The Xojo IDE is a masterpiece of form over function when compared with RS. They were finally getting the RS bugs under control (yes, it did crash too frequently) just when they dumped it for shiny “modern-looking” (but far less usable) Xojo. “Better is the enemy of good”, in the immortal words of Voltaire.

1 Like
  1. isolate Xojo items from yours (so when Xojo adds a new control , class, method its possible to disambiguate it if needed by simply using the fully qualified names) If you happened to be around when “StaticText” was renamed “Label” and it suddenly collided with a LOT of user instances named “label” you’d understand why this would be useful
    ANY time Xojo now adds a new control, method, class etc because everything is in a more or less global namespace there is the risk they add something that now conflicts with your code

  2. by doing #1 make it possible to dead strip unused code better (since its not all one giant global namespace the compiler can do this)

  3. make it possible to actually mix and match “classic code” with “new code” so you could slowly move over as the new code got more & more capabilities

there were other benefit but these were the big ones

that plans didnt pan out as intended wasnt indicative of it being a bad plan

1 Like

It isn’t Xojo’s job to pre-emptively deal with user-caused problems, especially when they are easily fixed with a suffix.

It’s their job to be efficient and easy to use for all - so if you used Label then rename it to LabelNP, do a search&replace, and you are done - no need to inconvenience EVERYONE for it.

So it definitely wasn’t worth the hassle it caused.

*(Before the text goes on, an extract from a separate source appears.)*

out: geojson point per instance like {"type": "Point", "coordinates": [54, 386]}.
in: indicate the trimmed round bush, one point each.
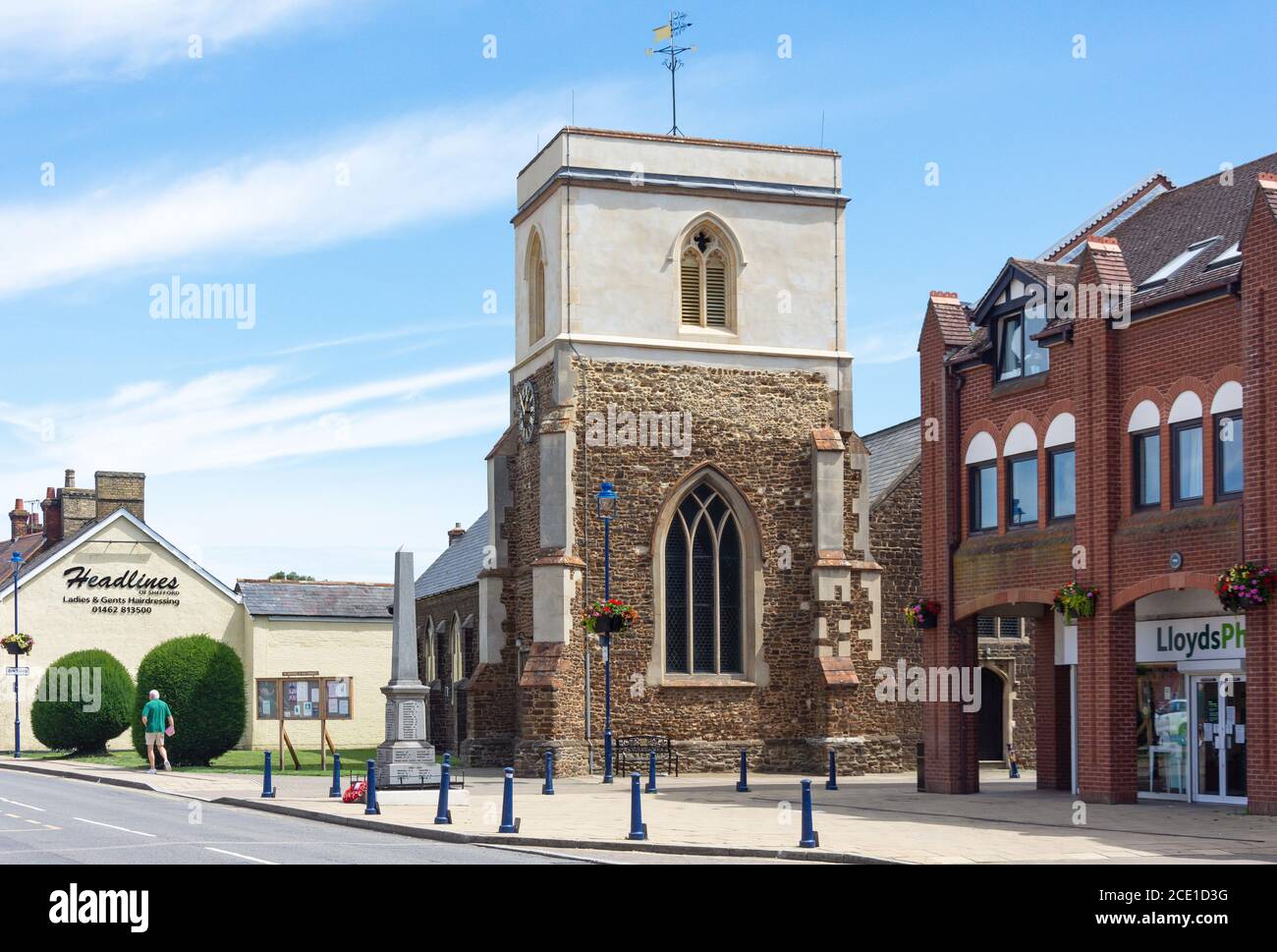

EVERY change has a cost - the cost and inconvenience far out-weighed any presumed benefit, and it was a really bad decision.

You misunderstand
For years Statictext was the correct control name
Then Xojo (real at the time) renamed their control to LABEL

And THAT caused the problem

Not users

The point was Xojo could avoid XOJO changes causing those issues for users

Actually, it’s YOU who misunderstands.

When Xojo introduced LABEL they inconvenienced SOME users (who could fix the problem quite easily anyway)

Their “solution” was to inconvenience ALL users and make the language much worse.

No wonder they had to walk the changes back.

If a change is really beneficial then Xojo should NOT be held back by what some users are doing - basically users having their own StaticText called LABEL is an admission that the change is indeed beneficial.

What Xojo should NEVER do is make the situation worse for ALL users - that is a REALLY bad idea.

StaticText was always an odd name
By renaming it in a global namespace they had no recourse BUT to inconvenience everyone
OR just NOT do it

We know which way they chose to go :stuck_out_tongue:
They never did walk that change back though

What opportunity they did miss was there is/was a way to NOT clobber everyones existing code & still rename the base control

Thats exactly what namespaces are for

I probably expressed myself badly.

I have no problem with the change from StaticText to Label, even if it inconveniences some users.

I have a BIG problem with the “Xojo.Core.xxx” - the attraction of Xojo in large part is its simplicity and readability.

I started using Xojo right around the time they made that change, and while it did cause some issues with changing code… THOSE changes I really didn’t mind, because to me “StaticText” was a worse control name than “Label”… .but the API 2 changes were way worse.

Also wasn’t there another control that had its name changed at the same time as “StaticText”?